1. A driving circuit of an LCD device comprising:

a memory dividing a peripheral environment into a plurality of modes and storing information of each mode;

an environment sensor sensing variation of the peripheral environment;

a controller selecting information of a mode corresponding to a resultant value sensed by the environment sensor among information of each mode;

a digital variable resistor adjusting a resistance value to correspond to mode information selected by the controller; and

a gamma voltage outputting unit outputting a plurality of gamma voltages corresponding to the resistance value adjusted by the digital variable resistor.

2. The driving circuit of claim 1, wherein the memory is an EEPROM.

3. The driving circuit of claim 1, wherein the digital variable resistor and the gamma voltage outputting unit comprise a programmable gamma voltage generator.

4. The driving circuit of claim 3, wherein the memory is provided inside the programmable gamma voltage generator.

5. The driving circuit of claim 3, wherein the memory is provided outside the programmable gamma voltage generator.

6. The driving circuit of claim 1, wherein digital data has 6 bits, and 10 gamma voltages are generated.

7. The driving circuit of claim 1, which further comprises and inverter connected to the controller.

8. The driving circuit of claim 1, wherein the gamma voltages are applied to R, G and B pixel electrodes.
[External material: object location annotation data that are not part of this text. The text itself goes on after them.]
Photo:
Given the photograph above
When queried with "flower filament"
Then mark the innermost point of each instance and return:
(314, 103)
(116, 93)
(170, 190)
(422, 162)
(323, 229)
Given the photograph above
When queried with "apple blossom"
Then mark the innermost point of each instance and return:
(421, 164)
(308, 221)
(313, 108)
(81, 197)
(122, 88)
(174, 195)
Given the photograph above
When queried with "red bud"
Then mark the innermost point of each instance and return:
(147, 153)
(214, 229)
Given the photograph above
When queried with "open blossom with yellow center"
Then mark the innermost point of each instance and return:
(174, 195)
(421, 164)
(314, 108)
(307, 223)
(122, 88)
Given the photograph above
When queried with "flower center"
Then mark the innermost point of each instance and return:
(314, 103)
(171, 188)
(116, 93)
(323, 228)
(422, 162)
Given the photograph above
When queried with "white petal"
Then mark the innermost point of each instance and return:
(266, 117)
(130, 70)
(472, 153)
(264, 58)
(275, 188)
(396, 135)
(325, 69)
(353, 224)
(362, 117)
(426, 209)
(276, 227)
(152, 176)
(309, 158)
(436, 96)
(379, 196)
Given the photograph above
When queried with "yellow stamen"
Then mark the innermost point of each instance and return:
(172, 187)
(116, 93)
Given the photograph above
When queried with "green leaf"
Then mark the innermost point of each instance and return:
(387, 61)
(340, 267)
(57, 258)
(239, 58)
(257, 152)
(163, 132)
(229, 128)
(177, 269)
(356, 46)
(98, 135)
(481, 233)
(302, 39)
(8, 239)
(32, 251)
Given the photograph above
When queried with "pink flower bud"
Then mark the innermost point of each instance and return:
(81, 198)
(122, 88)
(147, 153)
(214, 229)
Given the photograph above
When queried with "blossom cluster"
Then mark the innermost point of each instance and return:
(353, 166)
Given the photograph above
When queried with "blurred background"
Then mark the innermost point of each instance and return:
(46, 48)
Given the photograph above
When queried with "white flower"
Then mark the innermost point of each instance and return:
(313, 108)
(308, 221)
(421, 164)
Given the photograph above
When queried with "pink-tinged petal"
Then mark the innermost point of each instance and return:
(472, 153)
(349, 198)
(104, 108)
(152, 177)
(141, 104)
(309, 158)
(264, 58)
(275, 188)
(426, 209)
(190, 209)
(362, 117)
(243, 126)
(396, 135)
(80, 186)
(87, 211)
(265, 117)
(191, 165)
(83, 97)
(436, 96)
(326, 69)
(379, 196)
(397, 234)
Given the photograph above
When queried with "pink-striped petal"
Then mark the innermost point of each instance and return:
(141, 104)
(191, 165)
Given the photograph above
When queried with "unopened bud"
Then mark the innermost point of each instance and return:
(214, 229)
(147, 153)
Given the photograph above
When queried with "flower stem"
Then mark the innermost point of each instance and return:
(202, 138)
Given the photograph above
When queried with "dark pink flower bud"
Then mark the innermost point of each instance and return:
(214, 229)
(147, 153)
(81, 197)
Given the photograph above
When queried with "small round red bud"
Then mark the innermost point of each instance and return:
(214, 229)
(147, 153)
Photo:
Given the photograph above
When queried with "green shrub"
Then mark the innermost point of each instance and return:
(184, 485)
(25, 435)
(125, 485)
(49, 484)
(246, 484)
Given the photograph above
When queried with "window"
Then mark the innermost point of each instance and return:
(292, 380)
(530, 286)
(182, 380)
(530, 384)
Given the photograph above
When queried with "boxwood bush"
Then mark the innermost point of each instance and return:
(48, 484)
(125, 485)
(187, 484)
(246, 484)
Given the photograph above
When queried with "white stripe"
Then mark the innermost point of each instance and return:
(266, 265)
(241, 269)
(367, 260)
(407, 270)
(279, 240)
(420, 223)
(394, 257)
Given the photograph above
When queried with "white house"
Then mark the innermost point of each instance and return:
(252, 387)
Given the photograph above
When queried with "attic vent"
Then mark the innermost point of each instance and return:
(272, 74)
9. A LCD device, which comprises:

a liquid crystal display;

a source driver driving the liquid crystal display;

a memory dividing a peripheral environment into a plurality of modes and storing information of each mode;

an environment sensor sensing variation of the peripheral environment;

a controller selecting information of a mode corresponding to a resultant value sensed by the environment sensor among information of each mode;

an inverter connected to the controller;

a digital variable resistor adjusting a resistance value to correspond to mode information selected by the controller; and

a gamma voltage outputting unit outputting a plurality of gamma voltages corresponding to the resistance value adjusted by the digital variable resistor.

10. The LCD device of claim 9, wherein the memory is an EEPROM.

11. The LCD device of claim 9, wherein the digital variable resistor and the gamma voltage outputting unit comprise a programmable gamma voltage generator.

12. The LCD device of claim 11, wherein the memory is provided inside the programmable gamma voltage generator.

13. The LCD device of claim 11, wherein the memory is provided outside the programmable gamma voltage generator.

14. The LCD device of claim 9, wherein digital data has 6 bits, and 10 gamma voltages are generated.

15. The LCD device of claim 9, wherein the gamma voltages are applied to R, G and B pixel electrodes.

16. A method for driving a LCD device, which comprises:

dividing a peripheral environment, with a memory, into a plurality of modes and storing information of each mode;

sensing variation of the peripheral environment with an environment sensor;

selecting, with a controller, information of a mode corresponding to a resultant value sensed by the environment sensor among information of each mode;

adjusting a resistance value, using a digital variable resistor, to correspond to mode information selected by the controller; and

outputting a plurality of gamma voltages corresponding to the resistance value adjusted by the digital variable resistor, the outputting being performed with a gamma voltage outputting unit.

17. The method of claim 16, wherein the memory is an EEPROM.

18. The method of claim 16, wherein digital data has 6 bits, and 10 gamma voltages are generated.

19. The method of claim 16, wherein the gamma voltages are applied to R, G and B pixel electrodes.

20. The method of claim 16, wherein the digital variable resistor and the gamma voltage outputting unit comprise a programmable gamma voltage generator.